Estuve a punto de soltar un grito, pero antes de que pudiera hacerlo, la otra persona ya se había desvanecido en la oscuridad.
Lash
se puso a aullar y a tirar de la correa, queriendo perseguir a aquella figura sombría, cuyos pasos ya se perdían entre los altos muros de ladrillo.

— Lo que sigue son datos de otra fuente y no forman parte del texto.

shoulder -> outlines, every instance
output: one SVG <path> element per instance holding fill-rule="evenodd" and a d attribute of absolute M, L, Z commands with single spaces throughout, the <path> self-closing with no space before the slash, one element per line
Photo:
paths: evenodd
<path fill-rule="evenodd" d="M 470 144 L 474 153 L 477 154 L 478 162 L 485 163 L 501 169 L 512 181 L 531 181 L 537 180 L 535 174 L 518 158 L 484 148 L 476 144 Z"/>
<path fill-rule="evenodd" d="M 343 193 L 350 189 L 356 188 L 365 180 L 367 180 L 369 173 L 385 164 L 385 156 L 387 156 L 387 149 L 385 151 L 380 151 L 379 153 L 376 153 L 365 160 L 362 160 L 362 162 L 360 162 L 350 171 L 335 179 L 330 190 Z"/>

Pero le había visto bajo la luz de la farola, y tenía clavada en la memoria la imagen de su cara de asombro. Un hombre alto con un grueso abrigo negro, de cuyo cuello surgía una cabeza oscura, casi calva, con la frente amplia brillando como una cúpula bajo la luz de gas; tenía los ojos muy blancos, duros y penetrantes, la nariz curvada como el pico de un cuervo y bajo ella, un bigote negro acabado en punta a ambos lados. ¡No podía ser ningún vecino de Clerkenwell! Tenía prisa por llegar a alguna parte, eso era evidente. Un extranjero perdido en Londres, buscando a alguien, o quizá huyendo de alguien. Y la mirada que había en sus ojos, y que todavía se clavaba en mí, aunque él ya se había ido, escondía alguna intriga tan oscura y amenazadora como las puntas de su bigote.

2. TINTA CHINA

Tassie se acercó a la barra de La Cabeza de la Muñeca, envuelta en un aroma sabroso y tentador, y plantó ante mis ojos un humeante pastel recién salido del horno.

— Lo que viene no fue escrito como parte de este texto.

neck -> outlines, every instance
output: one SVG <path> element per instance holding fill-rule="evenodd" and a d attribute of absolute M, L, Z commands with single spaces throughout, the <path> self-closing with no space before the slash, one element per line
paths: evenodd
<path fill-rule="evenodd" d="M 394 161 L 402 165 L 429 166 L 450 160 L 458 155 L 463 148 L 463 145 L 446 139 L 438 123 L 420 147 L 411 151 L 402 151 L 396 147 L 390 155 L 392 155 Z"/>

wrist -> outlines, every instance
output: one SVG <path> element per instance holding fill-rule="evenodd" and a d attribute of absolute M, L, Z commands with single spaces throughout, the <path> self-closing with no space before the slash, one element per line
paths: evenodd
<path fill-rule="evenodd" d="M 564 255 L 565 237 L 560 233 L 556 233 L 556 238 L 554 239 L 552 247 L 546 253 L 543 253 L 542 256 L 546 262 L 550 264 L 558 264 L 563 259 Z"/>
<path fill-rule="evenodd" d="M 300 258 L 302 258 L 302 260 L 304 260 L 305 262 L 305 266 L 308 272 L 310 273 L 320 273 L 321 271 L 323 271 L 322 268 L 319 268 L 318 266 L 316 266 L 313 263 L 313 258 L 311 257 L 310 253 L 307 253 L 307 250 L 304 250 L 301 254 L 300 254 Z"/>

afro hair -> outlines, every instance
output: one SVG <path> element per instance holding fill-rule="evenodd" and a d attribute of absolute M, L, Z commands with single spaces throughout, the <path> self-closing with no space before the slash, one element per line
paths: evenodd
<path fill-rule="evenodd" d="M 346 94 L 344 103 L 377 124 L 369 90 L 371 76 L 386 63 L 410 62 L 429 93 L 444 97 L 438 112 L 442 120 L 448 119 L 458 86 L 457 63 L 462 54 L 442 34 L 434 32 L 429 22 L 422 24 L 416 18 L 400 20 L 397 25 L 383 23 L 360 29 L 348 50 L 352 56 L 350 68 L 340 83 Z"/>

—¿Y bien? ¿Qué me dice a eso? —me preguntó, con una sonrisa burlona tan amplia que le pude contar las muelas, aunque no le quedaban muchas.

—Gracias —le dije como pude, con la boca llena.

—El muchacho se comería todo lo que tengo si le dejara —informó jovialmente Tassie al resto de la clientela, el grupo de habituales de aspecto descuidado que se sentaban a las mesas para disfrutar de un cigarro y de la comida del sábado—. Aunque yo diría que hoy el chico no parece el de siempre. Es como si le faltaran horas de sueño, ¿no le parece, señor Gringle?

El hombre orondo que estaba en la barra me echó un vistazo y asintió con su cabeza sebosa.

—Vaya ojeras —dijo significativamente—. La verdad es que el muchacho está en los huesos.

—Nadie diría que se ha zampado más pasteles de los míos que cualquier otro en Clerkenwell —sentenció Tassie, abrillantando los grifos.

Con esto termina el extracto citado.